The FBI in Peace and War
- Genre: Crime drama
- Running time: 30 minutes
- Country of origin: United States
- Language(s): English
- Syndicates: CBS
- Starring: Martin Blaine Donald Briggs
- Announcer: Andre Baruch Hugh Holder Dick Noel Len Sterling Warren Sweeney
- Created by: Frederick L. Collins
- Written by: Ed Adamson Fred Collins Jacques Finke Louis Pelletier
- Directed by: Max Marcin Betty Mandeville
- Produced by: Max Marcin Betty Mandeville
- Original release: November 25, 1944 – September 28, 1958

= The FBI in Peace and War =

American radio crime drama (1944–1958)

The FBI in Peace and War was an American radio crime drama inspired by Frederick Lewis Collins' book of the same name.

== Overview ==
The idea for the show came from Louis Pelletier who wrote many of the scripts.
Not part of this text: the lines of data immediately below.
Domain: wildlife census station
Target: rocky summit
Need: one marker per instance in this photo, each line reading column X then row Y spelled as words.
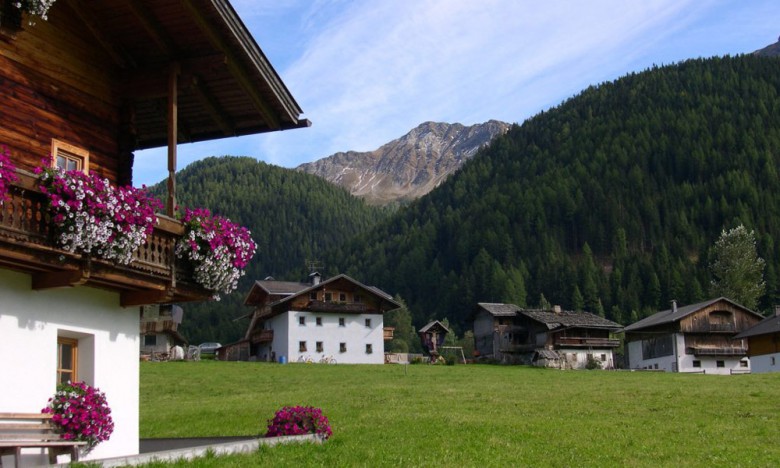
column 408, row 167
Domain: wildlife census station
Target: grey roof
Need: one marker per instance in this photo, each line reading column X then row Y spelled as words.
column 500, row 310
column 433, row 324
column 551, row 319
column 670, row 315
column 767, row 326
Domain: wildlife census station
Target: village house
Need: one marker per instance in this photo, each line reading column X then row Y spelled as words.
column 337, row 318
column 549, row 338
column 699, row 337
column 764, row 344
column 90, row 85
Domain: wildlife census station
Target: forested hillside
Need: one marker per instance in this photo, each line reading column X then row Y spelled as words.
column 293, row 217
column 609, row 202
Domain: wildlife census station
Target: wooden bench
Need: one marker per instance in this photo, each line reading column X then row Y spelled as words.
column 34, row 430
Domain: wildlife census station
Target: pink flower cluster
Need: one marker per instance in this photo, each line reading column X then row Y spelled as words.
column 299, row 420
column 94, row 217
column 7, row 172
column 82, row 413
column 218, row 249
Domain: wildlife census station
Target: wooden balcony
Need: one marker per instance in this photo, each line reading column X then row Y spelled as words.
column 262, row 336
column 587, row 342
column 27, row 245
column 346, row 307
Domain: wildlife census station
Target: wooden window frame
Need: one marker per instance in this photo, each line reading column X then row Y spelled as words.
column 74, row 358
column 69, row 152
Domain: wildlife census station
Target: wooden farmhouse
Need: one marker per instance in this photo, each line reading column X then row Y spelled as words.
column 764, row 344
column 550, row 338
column 291, row 321
column 696, row 338
column 90, row 85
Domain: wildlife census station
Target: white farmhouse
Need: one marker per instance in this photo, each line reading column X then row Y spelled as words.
column 339, row 318
column 698, row 338
column 87, row 88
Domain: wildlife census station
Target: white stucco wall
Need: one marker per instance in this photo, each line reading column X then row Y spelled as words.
column 354, row 333
column 108, row 335
column 765, row 363
column 685, row 362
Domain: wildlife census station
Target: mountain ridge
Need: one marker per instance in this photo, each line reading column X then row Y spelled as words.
column 408, row 167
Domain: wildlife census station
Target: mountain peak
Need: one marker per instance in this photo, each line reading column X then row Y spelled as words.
column 410, row 166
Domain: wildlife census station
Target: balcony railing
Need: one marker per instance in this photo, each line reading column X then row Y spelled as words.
column 590, row 342
column 348, row 307
column 27, row 245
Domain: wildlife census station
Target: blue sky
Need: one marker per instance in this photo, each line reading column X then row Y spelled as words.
column 367, row 72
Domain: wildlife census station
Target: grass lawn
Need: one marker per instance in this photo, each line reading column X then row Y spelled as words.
column 471, row 415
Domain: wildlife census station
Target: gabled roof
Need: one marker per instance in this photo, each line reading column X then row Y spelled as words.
column 551, row 319
column 432, row 325
column 677, row 314
column 291, row 290
column 227, row 86
column 768, row 326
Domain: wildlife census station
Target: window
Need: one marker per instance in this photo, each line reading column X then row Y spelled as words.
column 68, row 157
column 67, row 360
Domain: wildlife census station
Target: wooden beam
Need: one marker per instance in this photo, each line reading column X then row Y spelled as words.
column 173, row 128
column 238, row 71
column 60, row 279
column 213, row 108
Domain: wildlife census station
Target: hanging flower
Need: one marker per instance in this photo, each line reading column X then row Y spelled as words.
column 39, row 8
column 7, row 172
column 82, row 413
column 93, row 217
column 218, row 250
column 299, row 420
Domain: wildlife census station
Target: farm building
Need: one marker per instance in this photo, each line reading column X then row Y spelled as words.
column 549, row 338
column 764, row 344
column 699, row 337
column 83, row 90
column 338, row 318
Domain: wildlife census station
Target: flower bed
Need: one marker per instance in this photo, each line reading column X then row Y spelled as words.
column 218, row 250
column 82, row 413
column 299, row 420
column 93, row 217
column 7, row 172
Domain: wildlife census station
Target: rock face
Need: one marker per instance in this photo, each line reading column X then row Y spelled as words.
column 772, row 50
column 409, row 167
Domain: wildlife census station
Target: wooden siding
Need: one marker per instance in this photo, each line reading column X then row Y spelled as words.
column 51, row 88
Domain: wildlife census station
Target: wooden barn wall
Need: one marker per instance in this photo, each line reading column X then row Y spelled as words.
column 55, row 82
column 699, row 322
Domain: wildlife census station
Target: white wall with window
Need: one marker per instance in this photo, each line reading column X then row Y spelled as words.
column 98, row 340
column 349, row 338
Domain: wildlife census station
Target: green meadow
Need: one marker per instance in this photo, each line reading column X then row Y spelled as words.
column 471, row 415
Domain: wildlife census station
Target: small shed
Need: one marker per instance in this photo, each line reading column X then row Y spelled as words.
column 432, row 336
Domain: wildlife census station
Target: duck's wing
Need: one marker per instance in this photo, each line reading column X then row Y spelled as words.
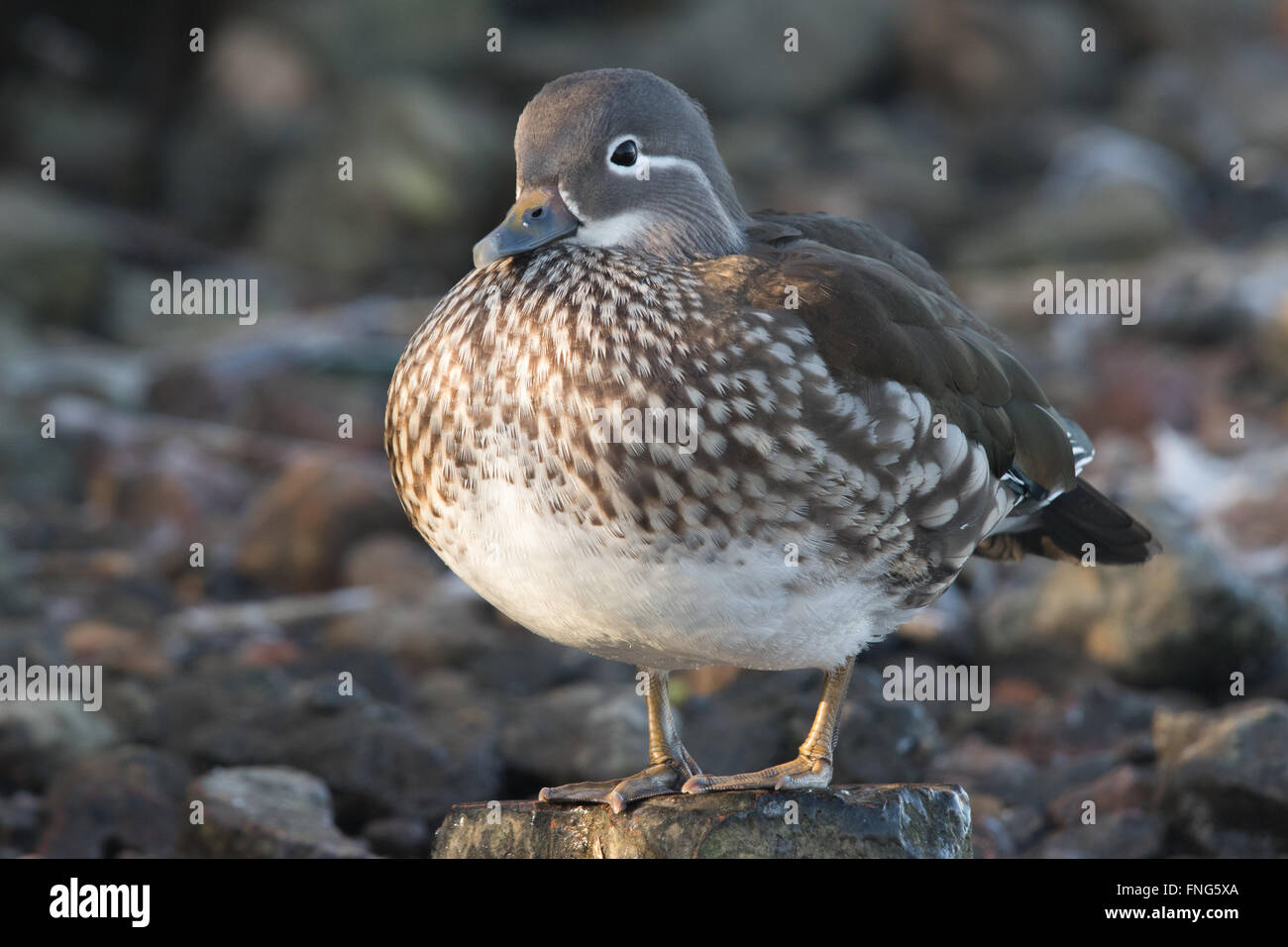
column 936, row 389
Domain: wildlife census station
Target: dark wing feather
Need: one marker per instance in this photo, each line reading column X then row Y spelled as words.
column 877, row 309
column 883, row 312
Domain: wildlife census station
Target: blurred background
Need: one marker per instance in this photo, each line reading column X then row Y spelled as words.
column 1112, row 685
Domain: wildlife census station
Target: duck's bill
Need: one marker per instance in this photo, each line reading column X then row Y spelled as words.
column 537, row 218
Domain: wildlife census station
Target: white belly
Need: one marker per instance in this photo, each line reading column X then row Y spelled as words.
column 745, row 605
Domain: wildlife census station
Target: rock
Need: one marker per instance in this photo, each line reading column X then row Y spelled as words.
column 986, row 768
column 266, row 812
column 1185, row 620
column 1000, row 830
column 1124, row 219
column 398, row 838
column 1121, row 835
column 1121, row 789
column 20, row 821
column 296, row 532
column 116, row 648
column 125, row 800
column 885, row 821
column 40, row 737
column 1224, row 777
column 578, row 732
column 53, row 256
column 395, row 564
column 377, row 759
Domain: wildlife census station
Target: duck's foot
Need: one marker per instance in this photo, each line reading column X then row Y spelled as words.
column 661, row 779
column 803, row 772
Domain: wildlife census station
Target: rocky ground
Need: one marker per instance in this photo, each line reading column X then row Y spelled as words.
column 1155, row 693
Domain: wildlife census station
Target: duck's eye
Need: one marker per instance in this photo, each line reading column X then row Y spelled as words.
column 625, row 154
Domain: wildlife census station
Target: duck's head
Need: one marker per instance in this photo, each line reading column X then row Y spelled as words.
column 618, row 158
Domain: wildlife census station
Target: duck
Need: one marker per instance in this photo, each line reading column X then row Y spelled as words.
column 661, row 429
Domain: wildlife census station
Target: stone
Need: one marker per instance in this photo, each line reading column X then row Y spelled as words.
column 983, row 767
column 1224, row 777
column 296, row 531
column 376, row 758
column 1131, row 834
column 40, row 737
column 881, row 821
column 266, row 812
column 129, row 799
column 578, row 732
column 20, row 821
column 398, row 838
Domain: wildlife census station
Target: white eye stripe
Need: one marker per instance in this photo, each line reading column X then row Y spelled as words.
column 614, row 145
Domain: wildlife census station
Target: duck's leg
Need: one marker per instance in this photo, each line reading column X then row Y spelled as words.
column 670, row 764
column 811, row 767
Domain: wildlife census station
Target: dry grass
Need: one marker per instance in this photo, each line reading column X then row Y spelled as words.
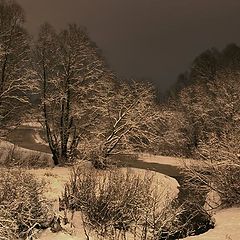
column 115, row 204
column 22, row 206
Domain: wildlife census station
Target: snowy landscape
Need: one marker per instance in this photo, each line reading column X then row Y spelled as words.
column 86, row 154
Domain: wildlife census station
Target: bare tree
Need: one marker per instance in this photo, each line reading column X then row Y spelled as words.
column 216, row 112
column 16, row 77
column 68, row 64
column 127, row 123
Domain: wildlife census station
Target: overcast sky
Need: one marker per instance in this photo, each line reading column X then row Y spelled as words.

Among the show's other writers were Jack Finke, Ed Adamson and Collins. It aired on CBS from November 25, 1944, to September 28, 1958, produced and directed by Max Marcin and Betty Mandeville. The show had a variety of sponsors over the years, including Lava Soap, Wildroot Cream-Oil, Lucky Strike, Nescafe and Wrigley's.

In 1955, it was the eighth most popular show on radio, as noted in Time.
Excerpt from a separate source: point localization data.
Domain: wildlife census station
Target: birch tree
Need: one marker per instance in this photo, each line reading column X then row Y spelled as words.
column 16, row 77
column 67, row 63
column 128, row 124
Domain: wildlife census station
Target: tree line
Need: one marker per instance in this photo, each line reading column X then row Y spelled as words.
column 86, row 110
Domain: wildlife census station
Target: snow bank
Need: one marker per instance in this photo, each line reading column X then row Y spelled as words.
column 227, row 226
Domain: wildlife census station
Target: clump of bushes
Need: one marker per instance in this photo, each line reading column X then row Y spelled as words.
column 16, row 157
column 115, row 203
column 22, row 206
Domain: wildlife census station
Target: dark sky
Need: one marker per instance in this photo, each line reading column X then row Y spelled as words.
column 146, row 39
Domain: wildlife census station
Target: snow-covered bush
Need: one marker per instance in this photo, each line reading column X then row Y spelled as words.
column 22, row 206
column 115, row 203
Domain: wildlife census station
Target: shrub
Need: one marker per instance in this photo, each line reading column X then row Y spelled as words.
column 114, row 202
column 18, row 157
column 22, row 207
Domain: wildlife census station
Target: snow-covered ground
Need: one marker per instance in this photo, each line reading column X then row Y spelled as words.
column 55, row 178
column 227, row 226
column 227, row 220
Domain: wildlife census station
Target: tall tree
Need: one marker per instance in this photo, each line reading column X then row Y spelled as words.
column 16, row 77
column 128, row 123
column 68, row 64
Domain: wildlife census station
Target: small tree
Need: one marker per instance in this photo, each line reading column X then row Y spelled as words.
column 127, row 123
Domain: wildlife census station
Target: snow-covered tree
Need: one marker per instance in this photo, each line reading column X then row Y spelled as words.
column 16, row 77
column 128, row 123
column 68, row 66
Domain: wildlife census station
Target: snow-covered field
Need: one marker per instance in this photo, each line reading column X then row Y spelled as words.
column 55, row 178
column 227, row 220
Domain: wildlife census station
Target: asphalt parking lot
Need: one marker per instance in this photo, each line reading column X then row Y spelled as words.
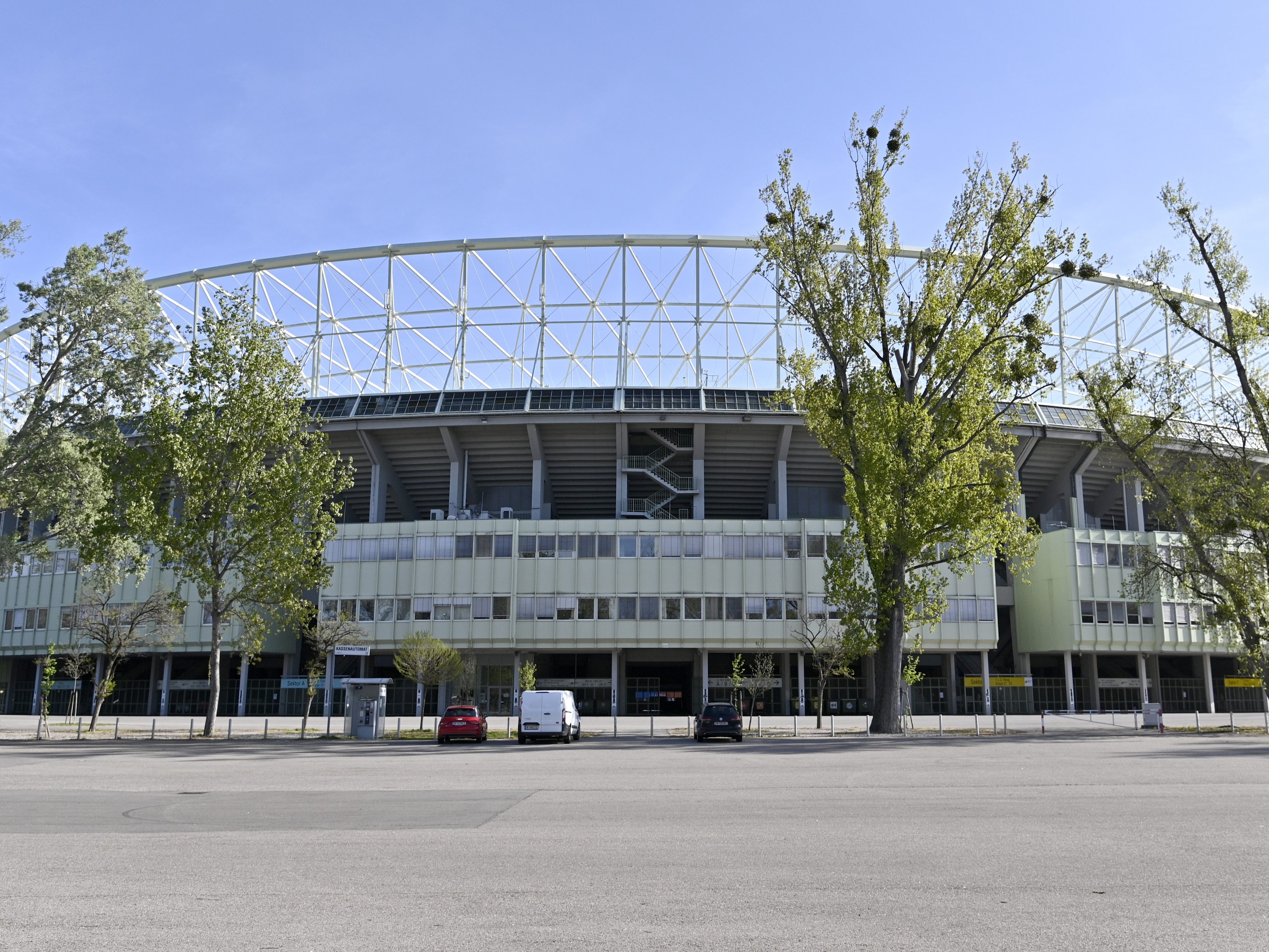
column 968, row 843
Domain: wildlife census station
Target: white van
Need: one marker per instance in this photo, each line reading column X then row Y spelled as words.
column 549, row 714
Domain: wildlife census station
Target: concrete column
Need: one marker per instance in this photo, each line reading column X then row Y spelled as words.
column 617, row 682
column 698, row 470
column 166, row 697
column 329, row 695
column 243, row 676
column 987, row 684
column 1207, row 682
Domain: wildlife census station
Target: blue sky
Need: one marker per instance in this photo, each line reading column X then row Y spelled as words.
column 221, row 133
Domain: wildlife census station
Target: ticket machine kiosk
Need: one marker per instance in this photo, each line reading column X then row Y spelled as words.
column 365, row 703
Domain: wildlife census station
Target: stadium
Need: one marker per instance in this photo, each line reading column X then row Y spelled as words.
column 568, row 452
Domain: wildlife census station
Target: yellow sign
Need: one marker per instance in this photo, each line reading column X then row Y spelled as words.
column 1001, row 681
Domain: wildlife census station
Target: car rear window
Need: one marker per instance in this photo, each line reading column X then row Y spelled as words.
column 721, row 711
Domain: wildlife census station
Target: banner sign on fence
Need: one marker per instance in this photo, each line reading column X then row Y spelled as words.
column 1001, row 681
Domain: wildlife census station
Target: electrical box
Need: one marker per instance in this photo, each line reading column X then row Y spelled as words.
column 366, row 701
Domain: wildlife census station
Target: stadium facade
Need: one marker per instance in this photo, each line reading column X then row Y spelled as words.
column 568, row 451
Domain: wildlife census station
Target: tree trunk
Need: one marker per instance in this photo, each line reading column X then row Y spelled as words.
column 214, row 671
column 887, row 718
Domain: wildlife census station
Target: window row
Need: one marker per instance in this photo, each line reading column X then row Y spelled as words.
column 577, row 546
column 60, row 564
column 1117, row 614
column 565, row 609
column 26, row 619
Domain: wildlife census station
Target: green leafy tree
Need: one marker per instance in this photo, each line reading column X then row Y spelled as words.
column 119, row 630
column 912, row 370
column 426, row 659
column 238, row 487
column 1201, row 460
column 98, row 347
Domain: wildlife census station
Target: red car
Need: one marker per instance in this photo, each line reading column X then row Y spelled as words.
column 462, row 722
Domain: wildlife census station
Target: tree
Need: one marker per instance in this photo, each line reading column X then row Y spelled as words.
column 426, row 659
column 120, row 630
column 328, row 635
column 759, row 680
column 912, row 372
column 98, row 347
column 238, row 487
column 832, row 653
column 1203, row 476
Martin Blaine and Donald Briggs headed the cast.

Episodes included "The Marriage Mart" on December 16, 1944.

== Production ==
The theme was the March from Prokofiev's The Love for Three Oranges, arranged for small symphony orchestra by Amedeo De Filippi, with Vladimir Selinksy conducting. The music was accompanied by a chant of "L-A-V-A," in reference to the show's sponsor being Lava soap.

In November 1947 the program was moved from Fridays at 9:30 p.m. Eastern Time to Thursdays at 8 p.m. E. T. In the summer of 1948 it took an eight-week hiatus, replaced by The Doctor Says Murder.